反转C中整数的位

Question

I am trying to reverse the bits of an integer in the C program. Even though I have looked at the same question by another user , I was unable to understand most of the code that was written. I have noticed that the code I have is similar to the answer by Eregrith but I cannot identify the problem with my code below:

#include <stdio.h>
#include <stdlib.h>

unsigned int reverse_bits(unsigned int num)
{
unsigned int reverse_num = 0; /* initialize the result*/
unsigned int count = sizeof(unsigned int) * 8 - 1; /* counter to track the number of bits in the integer*/

while (num != 0)
{
    unsigned int last_bit = num & 1; /* get the right-most bit*/
    reverse_num = reverse_num | last_bit; /* add that bit to the right-most bit of the desired reversed bits*/
    reverse_num = reverse_num << 1; /* shift the reversed bits left*/
    num = num >> 1; /* shift the original bits right*/
    count--;
}
reverse_num = reverse_num << count; /* If the original bits have only 0
s then shift the remaining bits left*/

return reverse_num;
}

int main()
{

reverse_bits(1);
}

If I enter reverse_bits(1) , the code returns -2147483648, which clearly did not reverse the bits of the integer 1. I am new to code and I am having difficulty locating the source of this error. Without having to change the entire code, how can I modify my existing code to return the correct output?

Answer 1

How do you observed that it returns a negative value? unsigned int s only are used in your code... I supposed that you tried to print the returned value as an int with %d , but that is undefined behavior. To print an unsigned you must use %u or %x .

But your reversal is wrong. You shift the result after adding the last bit, which should be the converse. You also miss the count of bits in an unsigned int (less by one).

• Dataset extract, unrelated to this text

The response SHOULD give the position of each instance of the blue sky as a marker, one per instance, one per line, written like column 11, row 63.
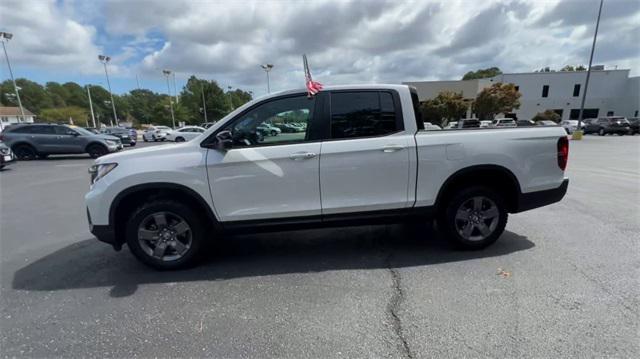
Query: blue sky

The following should work:

#include <stdio.h>
#include <stdlib.h>

unsigned int reverse_bits(unsigned int num) {
  unsigned int reverse_num = 0; /* initialize the result*/
  unsigned int count = sizeof(unsigned int) * 8; /* counter to track the number of bits in the integer*/

  while (num != 0) {
      unsigned int last_bit = num & 1; /* get the right-most bit*/
      reverse_num <<= 1; /* add one place for the next bit */
      reverse_num |= last_bit; /* add that bit to the right-most bit of the desired reversed bits*/
      num >>= 1; /* remove one bit from the original */
      count--;
    }
  reverse_num <<= count; /* If the original bits have only 0 s then shift the remaining bits left*/
  return reverse_num;
}

int main() {
  printf("%08x\n",reverse_bits(1));
  printf("%08x\n",reverse_bits(3));
  printf("%08x\n",reverse_bits(0x0F0FFFFF));
}

---- EDIT ----

As comments mentioned the possible? UB in the case of num begin null, I suggest to add a test to eliminate that problem:

  if (count!=sizeof(reverse_num)) {
      reverse_num <<= count; /* If the original bits have only 0 s then shift the remaining bits left*/
  } else {
      reverse_num = 0;
  }
  return reverse_num;

Answer 2

Although you didn't provide the part of code that does the printing, it is somehow obvious that you are mixing int and unsigned int .

For printf() function family the specifier for unsigned int is %u so if you want to print your output, you should use:

printf("%u\n", reverse_bits(1));

Other than that your code is OK and besides, note that if a machine uses 2's complement and 32 bits for an int, -2147483648 = 10000000000000000000000000000000 which is a bit reversal of 1 = 00000000000000000000000000000001 .